Here is how they differ:
Eczema is common on the body folds like the back of the knees, elbow crease and neck. Psoriasis is common on the scalp, knees, elbows, umbilicus, and trunk.
Both are red, scaly and inflamed patches of skin, but they do have differences. Psoriasis is characterized by silvery white scales that cover the red patches of skin. Eczema rashes are itchy while psoriatic plaques may or may not be itchy at all.
Causes and Triggers of Flare-ups
Both eczema and psoriasis go through cycles called flare-ups. Flare-ups refer to the recurrence of rashes or skin lesions.
The two are similar in appearance, and the causes of flare-ups are somewhat similar: stress, infection and change of weather are some common triggers for both. Atopic eczema, which is the most common type of eczema, is a type of hyperreactive skin condition. Though doctors are still unsure what exactly causes eczema, affected patients typically experience flare-ups because of temperature changes, certain types of food, or exposure to certain types of detergents.
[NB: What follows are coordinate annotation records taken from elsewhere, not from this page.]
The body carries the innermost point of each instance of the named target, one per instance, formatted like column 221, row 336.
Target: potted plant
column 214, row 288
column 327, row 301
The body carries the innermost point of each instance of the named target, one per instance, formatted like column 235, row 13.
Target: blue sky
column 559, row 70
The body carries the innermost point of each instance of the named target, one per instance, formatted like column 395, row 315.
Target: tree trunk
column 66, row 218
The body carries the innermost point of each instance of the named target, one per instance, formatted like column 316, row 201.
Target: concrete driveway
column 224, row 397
Psoriasis is also a type of hyperreactive skin condition wherein the skin cells multiply up to ten times faster than normal. As the layers of skin reach the surface and dry up, the skin is growing too fast for it to slough off naturally. What happens is that it creates raised, itchy, and inflamed patches on the skin, caused by an excessive buildup of dead skin cells.
You may treat the symptoms of eczema and psoriasis with topical creams such as Mometasone Furoate (Elica®) Cream. Emollients are a mainstay of treatment in both conditions.
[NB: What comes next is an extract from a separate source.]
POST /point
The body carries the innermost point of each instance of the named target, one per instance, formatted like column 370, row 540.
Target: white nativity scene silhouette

Eczema is usually characterised by itching, which can sometimes be so intense that sufferers would have difficulty in sleeping.
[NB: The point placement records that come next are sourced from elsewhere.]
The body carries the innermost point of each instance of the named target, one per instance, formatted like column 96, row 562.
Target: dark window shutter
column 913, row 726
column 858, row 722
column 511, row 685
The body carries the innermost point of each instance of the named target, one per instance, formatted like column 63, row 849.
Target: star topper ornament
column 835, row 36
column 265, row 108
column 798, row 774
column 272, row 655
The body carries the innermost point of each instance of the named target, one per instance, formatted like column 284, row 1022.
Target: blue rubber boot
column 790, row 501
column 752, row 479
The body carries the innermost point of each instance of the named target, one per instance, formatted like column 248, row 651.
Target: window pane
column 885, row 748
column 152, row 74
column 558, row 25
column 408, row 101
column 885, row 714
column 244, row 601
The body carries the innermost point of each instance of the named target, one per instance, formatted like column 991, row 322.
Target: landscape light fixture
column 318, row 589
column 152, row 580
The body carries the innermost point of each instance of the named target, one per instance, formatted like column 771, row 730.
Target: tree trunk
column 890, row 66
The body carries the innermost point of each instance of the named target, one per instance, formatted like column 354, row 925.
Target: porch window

Eczema is common in young children, and they may eventually grow out of it. However, some people get flare-ups throughout their lives.
Psoriasis is also a chronic, recurrent condition that maybe accompanied by nail and joint problems. Skin lesions of psoriasis may be managed by topical agents such as topical corticosteroids, vitamin D derivatives and emollients. In more severe cases, light therapy (Phototherapy) and systemic medications are used.
Remember that it is always best to ask your doctor for a correct diagnosis. Your doctor has the tools and the knowledge to determine whether you or your child has eczema or psoriasis.